Paper Example Undergraduate 817 words

Ban Fast Food Advertising Directed

Last reviewed: October 4, 2011 ~5 min read

¶ … Ban fast food advertising directed at children

All Americans, including American children, are getting heavier and heavier. According to the Centers for Disease Control in 2010, about one-third of American adults suffer from obesity. Approximately 17% of children and adolescents aged 2 -- 19 years are obese. This is especially worrisome given that children traditionally suffer from weight problems less than adults and are more active, and the longer a person is overweight, the longer society will have to treat the health consequences of obesity. Although there is no single cause of obesity, there is strong evidence that the advertising targeting children that promotes fast food plays a significant role in causing children to prefer sweet, processed, and highly caloric food.
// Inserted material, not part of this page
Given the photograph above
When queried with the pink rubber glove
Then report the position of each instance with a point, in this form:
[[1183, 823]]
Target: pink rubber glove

The fast food industry spends billions of dollars every year creating advertising campaigns designed to create a 'nag factor' -- encouraging parents to patronize the restaurants because their children beg them to do so.
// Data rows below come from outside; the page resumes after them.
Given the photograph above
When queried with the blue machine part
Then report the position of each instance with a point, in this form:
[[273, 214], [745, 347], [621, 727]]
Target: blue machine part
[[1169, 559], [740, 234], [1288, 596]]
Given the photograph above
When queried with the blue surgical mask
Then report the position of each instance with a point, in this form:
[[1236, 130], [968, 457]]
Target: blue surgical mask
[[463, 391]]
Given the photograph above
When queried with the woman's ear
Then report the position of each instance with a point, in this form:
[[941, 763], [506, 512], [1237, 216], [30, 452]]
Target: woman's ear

Unhealthy food preferences remain with children later in life, and cause them to favor fast foods and snacks over fresh fruits and vegetables. I have seen this in my own family: several of my younger cousins have had weight problems. Kids move less than ever before, parents have less time to cook and are more willing to buy kids the foods children crave. While banning fast food advertisements directed at children would not automatically eliminate childhood obesity, it would be an important first step.
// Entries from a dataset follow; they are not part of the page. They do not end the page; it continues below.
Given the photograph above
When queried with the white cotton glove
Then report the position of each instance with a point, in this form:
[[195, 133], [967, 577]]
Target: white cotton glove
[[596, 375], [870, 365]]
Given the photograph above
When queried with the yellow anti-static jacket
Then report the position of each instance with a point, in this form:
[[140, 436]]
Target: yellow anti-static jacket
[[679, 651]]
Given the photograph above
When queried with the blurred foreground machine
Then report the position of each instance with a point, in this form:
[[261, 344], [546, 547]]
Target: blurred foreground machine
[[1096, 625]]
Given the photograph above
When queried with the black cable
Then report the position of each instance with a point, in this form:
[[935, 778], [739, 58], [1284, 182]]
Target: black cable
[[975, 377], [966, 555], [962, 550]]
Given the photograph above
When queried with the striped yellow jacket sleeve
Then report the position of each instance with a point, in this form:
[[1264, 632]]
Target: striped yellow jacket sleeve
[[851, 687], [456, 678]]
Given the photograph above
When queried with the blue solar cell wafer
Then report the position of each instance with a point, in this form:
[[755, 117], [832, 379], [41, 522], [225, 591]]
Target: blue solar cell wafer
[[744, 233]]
Every time I spend time with a small child, there is a predictable cry around meal time: "can't we go to McDonald's?" The combination of cartoon characters and kid-friendly food is difficult to resist. The journal Pediatrics found that children are approximately six pounds heavier due to fast food consumption. Every day, nearly one-third of U.S. children aged 4 to 19 eats fast food, which likely leads to a weight gain of six extra pounds per child per year. According to the study, "fast-food lovers consumed more fats, sugars and carbohydrates and fewer fruits and non-starchy vegetables than youngsters who didn't eat fast food. They also consumed 187 more daily calories" ("Fast food linked to child obesity," CBS, 2004). Fast-food consumption has increased fivefold among children since 1970, across children of all socioeconomic levels.

Of course, it could be argued that children naturally have a preference for sweeter, saltier, and fattier foods than adults. While this may be the case, relying on fast food as a source of nutrition makes it easier to eat highly caloric food than would be otherwise: it takes a long time to peel potatoes and fry French fries at home, but it is easy to zip through a drive-through and pick up a bag from McDonald's or Wendy's. It is often said that 'we eat with our eyes' first, and children are no different. When hamburgers are in attractive packaging emblazoned with cartoon characters, children will want to eat the burgers more than broiled chicken and whole wheat pasta. Conversely, Cornell's Center for Behavioral Economics in Child Nutrition Programs found that children eat more fruit when the fruit is displayed in attractive baskets rather than in stainless-steel buckets (Aubrey 2011). However, the presence of fast food offerings is too powerful to resist, even when fruit is present. In my own experience, I notice that when children beg to go to McDonald's, they show no interest in the healthier menu. One study of McDonald's located on hospital premises found: "When apple dippers and milk jugs were on the menu...families rarely ordered them. Apple dippers were purchased by anywhere from 0.3% to 3.6% of kids; milk from 1.1% to 6.6% of the time, depending on the age of the child. Almost no children purchased a yogurt parfait, apple juice or orange juice. On the other hand, French fries, soda, cheeseburgers, apple pie and the Big Mac were the most often-ordered items" (Parikh 2011).